In the Christmas tale Madea gets forced into helping her neice played by Anna Maria Hosford to pay her daughter a surprise visit for the holidays. While visiting, new secrets are revealed and relationships are tested, however Madea dispenses her unique form of holiday spirit into the lives of everyone she comes across, teaching them a valuable lesson.
It's the same old, same old. Nothing new, just a few giggles (for instance when Madea accidentally walks into a KKK meeting and speedily runs out before a lynching could take place), along with a sprinkle of touching moments. It's not a film you'll hate, but one that you'll be forgetting in 20 mins.
A Madea Christmas ranked only 5/10 in my book. Ho Yes I Did!
Starring: Taye Diggs, Sanaa Lathan, Regina Hall, Terrence Howard, Morris Chestnut, Nia Long
Wooow! This is what the excitement was about? All the tears? The sniffles? Oh Please!

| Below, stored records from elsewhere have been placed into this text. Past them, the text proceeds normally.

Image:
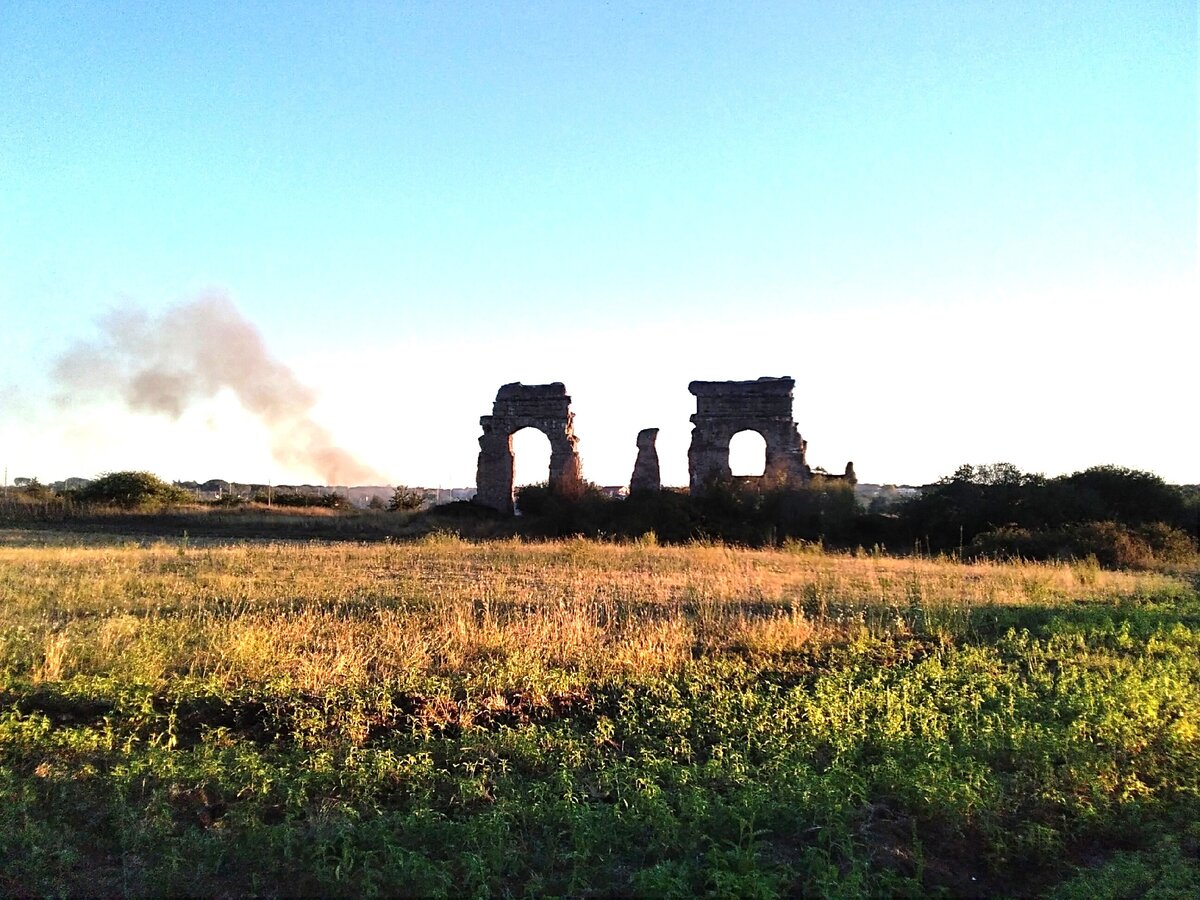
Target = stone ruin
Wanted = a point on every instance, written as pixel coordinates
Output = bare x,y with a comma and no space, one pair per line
723,409
646,468
517,406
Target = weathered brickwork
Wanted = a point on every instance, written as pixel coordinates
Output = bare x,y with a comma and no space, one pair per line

Let’s get in. After 15 years, long-forgotten rivalries and romances reignite when college friends have a Christmas reunion. This is the second installment of the popular film that stars Taye Diggs, Terrence Howard, Harold Perrineau Jr., Morris Chestnut, Monica Calhoun, Sanaa Lathan, Nia Long, Melissa De Sousa and Regina Hall, reprising their roles from the 1999 film along with the supporting cast. The film is surprisingly not as good as I thought it would be reason being some scenes were too drawn out and too dull. I must admit that I have only watched bits and pieces of the first installment, but its sequel has a richer emotional palette than its 1999 predecessor.
Although the opening credits made us aware of what happened the last time we caught up with the best friends and also what is taking place in their lives presently, it still begs the need to have a prior knowledge of each character. Well I was sometimes lost, I don’t know about you. You still do catch up though…but I was still lost
Now on to spirituality, I seriously hated how Lance (Morris Chestnut) spoke so much about Faith and of God miraculous ways and still at every turn there was a curse word. I compared this film to numerous Tyler Perrys’ Madea flicks and no matter how much she or any other character got angry you would never hear a curse word, always some funny made up expression like, “Lil girl, I’ll SHANK you!”
The movie in no way, shape or form moved me (physically or emotionally) …I just DID NOT like it. Don't get me wrong, I threw in a few giggles now and then, but the only best this film got out of me was a 6.9.